I know. I told you I was sailing a wooden sailboat from the Falkland Islands to South Georgia. Somewhere along the way, I ended up going from my sea berth to chasing sheep.
I’m new to this sheep thing. Here are some photos. Hope this makes you appreciate that wool sweater you’re wearing!
Yes, I still plan to sail to South Georgia in early January.
Before you can shear sheep, you have to catch them. In the Falklands, it’s called “gathering”. In days past, it was done with horses and dogs. Today, it’s done with Land Rovers and motorbikes. Look at that photo. You’ll see a lot of land and very few sheep. The island we’re gathering on has 750 sheep on 3,000 acres. If you look closely at the hood of the Land Rover,you’ll see….
….caracaras. Known locally as Johnny Rooks, these birds of prey will pinch your hat as quickly as they’ll nab an injured penguin chick, a camera, clothes off the line, or, if you’re digging potatoes, spuds. Curious by nature, these two had an affinity for Land Rover windshield gaskets. It doesn’t take long to figure out why the island’s Land Rovers are missing their wiper blades.
The sheep are driven from the island paddocks down to the shearing shed. The shed sits just on the water, a few feet from this shipwreck. It is said to the second oldest shearing shed in the Falkland Islands.
The big wait: sheep are either terrified or waiting. Here, they’ve been put in pens to await their annual hair cut. The sheep in the far paddock are lighter colored because they’ve been shorn (or “shored” as some islanders say).

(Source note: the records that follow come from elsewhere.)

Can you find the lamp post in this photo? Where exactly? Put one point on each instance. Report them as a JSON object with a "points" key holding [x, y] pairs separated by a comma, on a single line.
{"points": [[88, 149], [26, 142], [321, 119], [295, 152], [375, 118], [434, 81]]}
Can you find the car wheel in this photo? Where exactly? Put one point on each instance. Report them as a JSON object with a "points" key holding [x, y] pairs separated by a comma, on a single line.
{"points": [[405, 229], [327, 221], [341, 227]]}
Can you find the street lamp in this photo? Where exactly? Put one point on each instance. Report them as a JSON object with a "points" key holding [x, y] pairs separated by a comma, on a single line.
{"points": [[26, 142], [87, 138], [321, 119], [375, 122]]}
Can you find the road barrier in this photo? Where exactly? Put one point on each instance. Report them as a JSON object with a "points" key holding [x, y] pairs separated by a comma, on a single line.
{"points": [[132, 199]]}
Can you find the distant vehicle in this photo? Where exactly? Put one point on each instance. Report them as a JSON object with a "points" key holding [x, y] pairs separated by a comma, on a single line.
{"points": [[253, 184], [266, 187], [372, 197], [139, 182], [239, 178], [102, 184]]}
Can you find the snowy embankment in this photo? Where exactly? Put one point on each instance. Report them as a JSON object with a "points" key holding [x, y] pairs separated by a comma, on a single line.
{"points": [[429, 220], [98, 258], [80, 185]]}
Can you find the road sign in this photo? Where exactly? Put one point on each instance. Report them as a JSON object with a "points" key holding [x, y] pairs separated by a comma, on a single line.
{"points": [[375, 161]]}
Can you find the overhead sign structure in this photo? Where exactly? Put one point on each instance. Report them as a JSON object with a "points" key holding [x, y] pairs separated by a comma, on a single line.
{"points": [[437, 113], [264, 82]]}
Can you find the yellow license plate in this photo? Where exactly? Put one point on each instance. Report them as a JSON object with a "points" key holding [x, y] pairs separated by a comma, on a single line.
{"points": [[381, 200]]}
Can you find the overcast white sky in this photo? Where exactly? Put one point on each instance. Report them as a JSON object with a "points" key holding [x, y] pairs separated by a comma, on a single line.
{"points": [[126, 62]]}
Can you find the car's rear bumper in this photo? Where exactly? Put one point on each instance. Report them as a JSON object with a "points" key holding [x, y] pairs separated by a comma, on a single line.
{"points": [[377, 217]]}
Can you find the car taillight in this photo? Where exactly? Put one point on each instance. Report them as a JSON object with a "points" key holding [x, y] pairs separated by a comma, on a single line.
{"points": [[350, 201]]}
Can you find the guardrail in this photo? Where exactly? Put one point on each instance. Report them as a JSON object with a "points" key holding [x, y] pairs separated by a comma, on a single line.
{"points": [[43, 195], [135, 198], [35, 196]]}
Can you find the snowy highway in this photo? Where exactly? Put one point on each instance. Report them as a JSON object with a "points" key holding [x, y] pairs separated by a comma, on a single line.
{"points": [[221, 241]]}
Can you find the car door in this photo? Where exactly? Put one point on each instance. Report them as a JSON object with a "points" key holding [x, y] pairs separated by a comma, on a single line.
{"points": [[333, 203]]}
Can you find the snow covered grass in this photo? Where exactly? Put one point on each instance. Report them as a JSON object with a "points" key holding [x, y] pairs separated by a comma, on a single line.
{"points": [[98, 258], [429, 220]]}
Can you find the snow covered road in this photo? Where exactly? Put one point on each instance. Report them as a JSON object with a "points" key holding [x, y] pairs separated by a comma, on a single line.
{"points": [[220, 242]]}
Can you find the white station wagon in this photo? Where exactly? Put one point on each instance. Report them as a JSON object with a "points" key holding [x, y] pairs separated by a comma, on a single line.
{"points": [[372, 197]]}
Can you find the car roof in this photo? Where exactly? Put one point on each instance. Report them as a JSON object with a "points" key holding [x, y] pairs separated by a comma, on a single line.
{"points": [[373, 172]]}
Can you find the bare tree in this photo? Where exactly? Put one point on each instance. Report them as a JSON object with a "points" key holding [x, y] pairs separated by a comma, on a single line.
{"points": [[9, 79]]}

The sheep are moved from pen to pen via gates. Hinges don’t last long in this salty environment. Chains soon replace well intended latches.
The sheep are Pollworth crosses. I don’t know what a Pollworth is, but even with my beard starting to grow in….

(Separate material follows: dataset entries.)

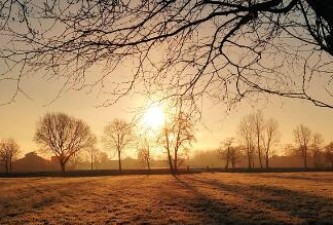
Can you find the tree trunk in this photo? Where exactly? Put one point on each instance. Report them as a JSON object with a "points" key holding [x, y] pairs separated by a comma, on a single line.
{"points": [[259, 152], [148, 165], [227, 162], [168, 151], [249, 160], [10, 165], [170, 160], [91, 162], [305, 160], [6, 166], [175, 166], [63, 166], [119, 160]]}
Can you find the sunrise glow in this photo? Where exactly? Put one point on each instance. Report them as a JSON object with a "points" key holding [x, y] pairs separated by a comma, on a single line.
{"points": [[154, 117]]}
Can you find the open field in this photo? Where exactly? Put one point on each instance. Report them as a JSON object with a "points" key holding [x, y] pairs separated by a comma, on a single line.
{"points": [[207, 198]]}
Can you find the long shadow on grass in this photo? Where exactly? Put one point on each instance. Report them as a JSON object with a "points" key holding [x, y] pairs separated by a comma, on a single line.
{"points": [[209, 210], [309, 208]]}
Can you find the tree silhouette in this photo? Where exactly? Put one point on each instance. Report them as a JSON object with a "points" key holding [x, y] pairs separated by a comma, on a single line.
{"points": [[302, 137], [117, 135], [329, 153], [228, 152], [8, 151], [316, 149], [231, 49], [270, 137], [177, 136], [64, 136], [247, 135], [145, 151]]}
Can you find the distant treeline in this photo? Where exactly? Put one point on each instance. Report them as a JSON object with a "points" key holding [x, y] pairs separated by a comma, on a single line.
{"points": [[34, 165]]}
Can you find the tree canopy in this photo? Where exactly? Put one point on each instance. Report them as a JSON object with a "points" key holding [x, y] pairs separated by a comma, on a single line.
{"points": [[189, 48]]}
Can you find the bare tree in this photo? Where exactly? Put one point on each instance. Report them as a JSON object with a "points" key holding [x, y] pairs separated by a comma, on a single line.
{"points": [[227, 150], [8, 151], [270, 136], [177, 135], [144, 151], [329, 153], [226, 48], [117, 135], [64, 136], [302, 137], [316, 149], [93, 155], [247, 135], [258, 122]]}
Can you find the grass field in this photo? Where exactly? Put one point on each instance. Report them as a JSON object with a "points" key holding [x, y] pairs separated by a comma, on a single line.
{"points": [[207, 198]]}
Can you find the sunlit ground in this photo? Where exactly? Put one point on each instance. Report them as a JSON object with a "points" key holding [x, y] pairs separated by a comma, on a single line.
{"points": [[219, 198]]}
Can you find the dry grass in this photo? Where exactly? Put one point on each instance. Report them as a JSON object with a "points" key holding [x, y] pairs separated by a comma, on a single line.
{"points": [[220, 198]]}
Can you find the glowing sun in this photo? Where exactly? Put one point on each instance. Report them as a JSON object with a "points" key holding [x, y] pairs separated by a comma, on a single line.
{"points": [[154, 117]]}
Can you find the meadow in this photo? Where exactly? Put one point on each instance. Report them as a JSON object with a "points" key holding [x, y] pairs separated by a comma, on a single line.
{"points": [[205, 198]]}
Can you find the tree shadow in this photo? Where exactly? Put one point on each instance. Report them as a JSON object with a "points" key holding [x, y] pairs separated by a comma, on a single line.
{"points": [[300, 207]]}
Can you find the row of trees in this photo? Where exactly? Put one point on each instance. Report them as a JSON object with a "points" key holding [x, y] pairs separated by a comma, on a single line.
{"points": [[258, 138], [9, 149], [67, 137]]}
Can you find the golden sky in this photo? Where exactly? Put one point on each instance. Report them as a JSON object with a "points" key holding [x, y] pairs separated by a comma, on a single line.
{"points": [[18, 119]]}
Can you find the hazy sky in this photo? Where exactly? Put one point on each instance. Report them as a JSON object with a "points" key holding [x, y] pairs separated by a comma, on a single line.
{"points": [[18, 119]]}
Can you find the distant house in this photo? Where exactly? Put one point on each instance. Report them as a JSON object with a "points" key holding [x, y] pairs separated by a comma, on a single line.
{"points": [[33, 162]]}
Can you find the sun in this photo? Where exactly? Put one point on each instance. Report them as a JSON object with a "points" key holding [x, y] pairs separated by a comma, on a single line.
{"points": [[154, 117]]}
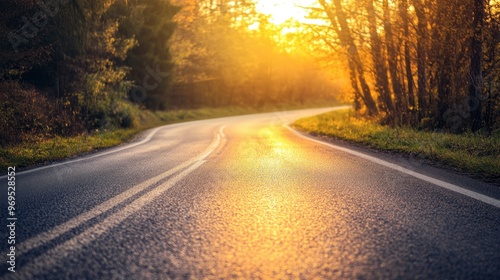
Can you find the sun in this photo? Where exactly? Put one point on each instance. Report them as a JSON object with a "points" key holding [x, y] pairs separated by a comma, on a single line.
{"points": [[283, 10]]}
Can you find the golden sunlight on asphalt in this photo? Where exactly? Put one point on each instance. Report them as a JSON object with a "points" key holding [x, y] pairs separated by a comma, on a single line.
{"points": [[260, 224]]}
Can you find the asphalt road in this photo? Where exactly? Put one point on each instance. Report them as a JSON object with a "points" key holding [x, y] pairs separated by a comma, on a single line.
{"points": [[246, 197]]}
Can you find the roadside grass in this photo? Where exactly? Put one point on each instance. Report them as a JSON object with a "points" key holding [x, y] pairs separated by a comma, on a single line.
{"points": [[34, 153], [474, 154]]}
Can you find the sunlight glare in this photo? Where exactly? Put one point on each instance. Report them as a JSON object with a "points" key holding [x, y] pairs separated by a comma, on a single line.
{"points": [[283, 10]]}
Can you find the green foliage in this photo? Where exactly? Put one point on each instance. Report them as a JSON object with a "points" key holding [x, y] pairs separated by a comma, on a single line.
{"points": [[472, 153], [150, 24]]}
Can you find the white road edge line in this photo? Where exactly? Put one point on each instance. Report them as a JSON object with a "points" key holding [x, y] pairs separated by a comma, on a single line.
{"points": [[483, 198], [61, 229]]}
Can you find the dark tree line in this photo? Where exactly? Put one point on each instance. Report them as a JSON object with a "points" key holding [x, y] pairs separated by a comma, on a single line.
{"points": [[70, 66], [432, 64]]}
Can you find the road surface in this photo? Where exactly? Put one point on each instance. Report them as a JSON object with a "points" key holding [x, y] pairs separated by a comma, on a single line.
{"points": [[246, 197]]}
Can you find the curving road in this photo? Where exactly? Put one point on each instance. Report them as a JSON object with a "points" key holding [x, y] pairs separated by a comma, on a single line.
{"points": [[247, 197]]}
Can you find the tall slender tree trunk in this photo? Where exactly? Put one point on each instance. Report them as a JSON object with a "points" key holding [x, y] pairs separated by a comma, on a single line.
{"points": [[344, 33], [476, 75], [392, 55], [378, 57], [421, 58], [403, 11]]}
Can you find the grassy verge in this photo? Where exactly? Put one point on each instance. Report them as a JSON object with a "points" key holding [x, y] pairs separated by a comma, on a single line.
{"points": [[476, 155], [50, 150]]}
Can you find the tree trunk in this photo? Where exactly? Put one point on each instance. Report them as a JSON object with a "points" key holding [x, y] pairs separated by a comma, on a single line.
{"points": [[380, 69], [476, 75], [346, 39], [421, 58], [403, 11], [392, 54]]}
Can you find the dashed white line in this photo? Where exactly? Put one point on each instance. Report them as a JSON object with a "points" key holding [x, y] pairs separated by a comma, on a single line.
{"points": [[61, 229]]}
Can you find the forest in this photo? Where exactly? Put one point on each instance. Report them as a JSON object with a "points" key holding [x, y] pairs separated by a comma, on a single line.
{"points": [[69, 67]]}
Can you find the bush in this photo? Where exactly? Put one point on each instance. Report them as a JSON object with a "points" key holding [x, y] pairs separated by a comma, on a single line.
{"points": [[24, 114]]}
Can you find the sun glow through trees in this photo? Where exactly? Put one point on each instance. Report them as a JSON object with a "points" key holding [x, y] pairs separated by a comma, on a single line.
{"points": [[283, 10]]}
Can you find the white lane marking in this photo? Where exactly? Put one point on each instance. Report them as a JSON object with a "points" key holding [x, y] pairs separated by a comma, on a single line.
{"points": [[446, 185], [61, 229], [55, 255], [145, 140]]}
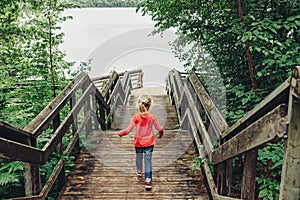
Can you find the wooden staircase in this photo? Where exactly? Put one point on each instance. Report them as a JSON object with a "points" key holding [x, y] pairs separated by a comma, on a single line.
{"points": [[105, 169]]}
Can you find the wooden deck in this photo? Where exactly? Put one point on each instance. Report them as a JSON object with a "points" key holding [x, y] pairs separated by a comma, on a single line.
{"points": [[105, 169]]}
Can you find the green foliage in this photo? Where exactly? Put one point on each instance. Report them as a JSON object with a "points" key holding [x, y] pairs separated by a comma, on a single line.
{"points": [[32, 70], [103, 3], [213, 36], [10, 172], [270, 161]]}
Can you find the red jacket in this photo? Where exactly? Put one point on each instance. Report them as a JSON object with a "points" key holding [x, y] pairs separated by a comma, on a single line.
{"points": [[145, 135]]}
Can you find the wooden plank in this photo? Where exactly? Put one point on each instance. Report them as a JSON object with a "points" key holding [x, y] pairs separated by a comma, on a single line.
{"points": [[265, 129], [113, 77], [290, 181], [17, 151], [220, 197], [41, 121], [50, 146], [15, 134], [201, 127], [212, 111], [278, 96]]}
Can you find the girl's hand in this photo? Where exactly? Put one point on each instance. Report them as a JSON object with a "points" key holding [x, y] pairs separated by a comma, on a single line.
{"points": [[160, 133]]}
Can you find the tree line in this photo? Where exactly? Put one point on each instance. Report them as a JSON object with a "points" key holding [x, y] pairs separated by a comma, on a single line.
{"points": [[103, 3], [253, 44]]}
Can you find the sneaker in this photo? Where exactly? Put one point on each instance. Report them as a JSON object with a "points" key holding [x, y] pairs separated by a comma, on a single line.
{"points": [[148, 185]]}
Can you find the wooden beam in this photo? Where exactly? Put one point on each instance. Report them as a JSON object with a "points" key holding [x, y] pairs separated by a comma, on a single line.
{"points": [[278, 96], [265, 129], [17, 151], [290, 181], [50, 146], [212, 111], [15, 134], [41, 121]]}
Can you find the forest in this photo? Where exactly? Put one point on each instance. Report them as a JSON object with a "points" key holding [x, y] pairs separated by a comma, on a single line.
{"points": [[103, 3], [254, 44]]}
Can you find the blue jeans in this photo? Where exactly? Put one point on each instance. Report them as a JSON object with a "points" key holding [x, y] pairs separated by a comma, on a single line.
{"points": [[147, 151]]}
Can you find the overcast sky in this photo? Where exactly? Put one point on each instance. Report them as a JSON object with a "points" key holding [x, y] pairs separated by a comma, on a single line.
{"points": [[118, 39]]}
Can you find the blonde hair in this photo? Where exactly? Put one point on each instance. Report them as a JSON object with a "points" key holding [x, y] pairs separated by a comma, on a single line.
{"points": [[144, 103]]}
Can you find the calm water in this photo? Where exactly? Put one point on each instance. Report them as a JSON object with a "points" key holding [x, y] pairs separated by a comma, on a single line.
{"points": [[118, 39]]}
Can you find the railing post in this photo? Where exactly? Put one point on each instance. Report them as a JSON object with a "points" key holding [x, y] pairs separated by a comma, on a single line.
{"points": [[290, 181], [59, 150], [249, 175], [94, 103], [75, 125], [87, 107], [31, 172]]}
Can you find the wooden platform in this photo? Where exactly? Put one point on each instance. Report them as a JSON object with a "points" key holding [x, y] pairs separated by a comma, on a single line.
{"points": [[105, 169]]}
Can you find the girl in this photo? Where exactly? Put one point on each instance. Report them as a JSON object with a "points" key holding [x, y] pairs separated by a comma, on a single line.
{"points": [[144, 139]]}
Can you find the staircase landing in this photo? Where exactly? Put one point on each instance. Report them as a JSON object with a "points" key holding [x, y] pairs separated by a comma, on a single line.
{"points": [[105, 169]]}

….I still have a long way to go. I don’t think my wool will bring much.
Coming next, what goes on inside the shearing shed.
It’s not all about sheep. Here, a Magellanic penguin, also known as a jack ass for its braying call, takes shelter under a Land Rover.
In to the shed they go. The shed holds about 70 sheep. The sheep go in one end. At the other….
…shearers tip them on their backs and get busy. The sheep being shorn here is called a double fleece. That sounds like a good thing. Twice as much wool, right? Actually, the wool is very coarse and not worth much. It was thought this sheep escaped shearing last season because she took to the island cliffs during shearing. Trouble is, a sheep like this can lure others away from the herd come shearing season. The island has to get its mutton somewhere….
Yes, sheep shearers eat mutton. This ewe was butchered, hung and taken to the house where…
…she was reduced to ribs, roasts and shanks. That night, we had the thickest lamb chops I’ve ever eaten. I spent an enjoyable hour after that meal sucking the mutton grease out of my mustache.
Shearers are paid on a per sheep basis. Every time a shearer goes for a fresh sheep, he clicks this clicker. A good shearer should be able to clip over 150 sheep per day. I’m not a good shearer. In fact, I’ve never sheared a sheep before in my life. That didn’t stop me from buzzing 6 inches of wool off a big ewe whereupon the hand piece was returned to the pros and they got on with the job.
And the cycle is complete. This is the view from the shearing shed roof. The sheep in the middle pen have been shorn. Soon they will be turned out and they’ll scatter across the island.
After three days of shearing, we take to the hills. After a shower, nothing removes the smell of sheep like 30 knot winds atop a cliff like this.